Bağışıklık Sisteminiz

Oruç tutarken, bağışıklık sisteminizi güçlendirici özelliği olan A ve C vitamini gibi antioksidan vitaminlerden zengin havuç, brokoli, kabak, lahana maydanoz gibi sebzelerin yanı sıra portakal, mandalina, elma gibi meyvelerin tüketimi önemlidir. Bağışıklık sisteminin güçlendirilmesinde etkili olan E vitamininin iyi kaynakları; yeşil yapraklı sebzeler, kuru baklagiller ve fındık, ceviz gibi yağlı tohumlar iken D vitamini ise mümkün olduğunca güneşten faydalanılarak alınabilir. Ayrıca balık; D vitamini, beyin fonksiyonlarının gelişimi için gerekli çoklu doymamış yağ asitleri (omega 3), kalsiyum, fosfor, selenyum, iyot mineralleri ve E vitamini içerir.
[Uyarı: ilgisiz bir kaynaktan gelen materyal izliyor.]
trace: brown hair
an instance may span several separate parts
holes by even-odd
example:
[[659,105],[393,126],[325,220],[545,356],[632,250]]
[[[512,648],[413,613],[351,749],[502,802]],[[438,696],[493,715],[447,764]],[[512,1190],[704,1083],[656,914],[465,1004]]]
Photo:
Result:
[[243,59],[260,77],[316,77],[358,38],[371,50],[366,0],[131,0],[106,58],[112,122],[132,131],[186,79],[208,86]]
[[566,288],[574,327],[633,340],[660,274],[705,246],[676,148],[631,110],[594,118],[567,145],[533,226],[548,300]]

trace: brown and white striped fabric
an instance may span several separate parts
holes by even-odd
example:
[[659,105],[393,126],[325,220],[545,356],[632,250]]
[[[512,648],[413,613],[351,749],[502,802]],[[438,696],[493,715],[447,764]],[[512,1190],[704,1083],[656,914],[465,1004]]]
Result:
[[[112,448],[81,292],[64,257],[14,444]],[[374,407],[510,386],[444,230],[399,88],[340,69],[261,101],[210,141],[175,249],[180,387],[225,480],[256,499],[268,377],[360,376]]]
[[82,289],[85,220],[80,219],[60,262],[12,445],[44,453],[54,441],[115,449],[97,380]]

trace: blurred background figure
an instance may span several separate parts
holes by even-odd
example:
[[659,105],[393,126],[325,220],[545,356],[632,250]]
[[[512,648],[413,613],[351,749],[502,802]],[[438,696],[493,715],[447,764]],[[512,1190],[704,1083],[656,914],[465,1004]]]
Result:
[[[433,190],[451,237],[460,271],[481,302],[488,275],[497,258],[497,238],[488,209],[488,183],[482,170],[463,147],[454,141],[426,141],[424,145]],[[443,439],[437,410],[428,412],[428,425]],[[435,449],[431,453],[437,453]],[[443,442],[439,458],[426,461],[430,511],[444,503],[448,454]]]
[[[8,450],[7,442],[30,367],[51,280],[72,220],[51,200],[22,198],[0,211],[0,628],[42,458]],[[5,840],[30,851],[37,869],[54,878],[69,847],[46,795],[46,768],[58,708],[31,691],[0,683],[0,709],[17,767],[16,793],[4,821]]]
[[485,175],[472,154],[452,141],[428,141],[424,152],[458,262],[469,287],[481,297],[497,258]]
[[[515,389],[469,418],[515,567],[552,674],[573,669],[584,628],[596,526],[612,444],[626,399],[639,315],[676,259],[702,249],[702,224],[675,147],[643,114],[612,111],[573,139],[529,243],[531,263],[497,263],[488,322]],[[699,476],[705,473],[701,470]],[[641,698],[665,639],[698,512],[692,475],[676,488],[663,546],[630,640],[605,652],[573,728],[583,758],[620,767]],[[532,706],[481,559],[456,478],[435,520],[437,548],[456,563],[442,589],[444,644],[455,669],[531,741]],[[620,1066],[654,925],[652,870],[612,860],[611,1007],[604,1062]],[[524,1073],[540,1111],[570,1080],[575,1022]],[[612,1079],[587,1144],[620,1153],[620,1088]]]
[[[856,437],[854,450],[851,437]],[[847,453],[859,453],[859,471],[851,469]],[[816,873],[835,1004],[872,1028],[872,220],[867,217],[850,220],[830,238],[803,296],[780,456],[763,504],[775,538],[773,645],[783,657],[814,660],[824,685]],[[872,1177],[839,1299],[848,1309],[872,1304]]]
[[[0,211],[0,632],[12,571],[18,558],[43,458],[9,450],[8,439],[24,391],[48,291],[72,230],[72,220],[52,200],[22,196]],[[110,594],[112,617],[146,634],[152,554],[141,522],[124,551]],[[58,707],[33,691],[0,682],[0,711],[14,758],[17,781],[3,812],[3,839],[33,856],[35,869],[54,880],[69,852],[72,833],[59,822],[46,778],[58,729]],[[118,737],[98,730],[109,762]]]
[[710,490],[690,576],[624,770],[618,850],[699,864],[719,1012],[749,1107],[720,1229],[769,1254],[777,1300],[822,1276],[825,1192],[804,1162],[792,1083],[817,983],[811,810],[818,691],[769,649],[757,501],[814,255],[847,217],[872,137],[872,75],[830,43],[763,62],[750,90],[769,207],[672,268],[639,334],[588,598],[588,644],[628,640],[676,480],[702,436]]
Prebiyotik besinler, sebzeler (yer elması, bamya, enginar, kereviz, soğan, sarımsak, kuşkonmaz), kurubaklagiller (nohut, mercimek, fasulye), tam tahıllar (tam buğday, yulaf, arpa, kepekli pirinç), yağlı tohumlar (ceviz, badem, fındık), meyveler (zeytin, muz, çilek, elma) ve probiyotik ürünler (kefir, yoğurt, ayran, boza, tarhana, şalgam suyu, turşular) bağışıklık sistemini olumlu etkilerler. Şalgam suyu ve turşu gibi çok tuzlu gıda tüketiminde, yüksek tansiyon hastaları dikkat etmelidirler.”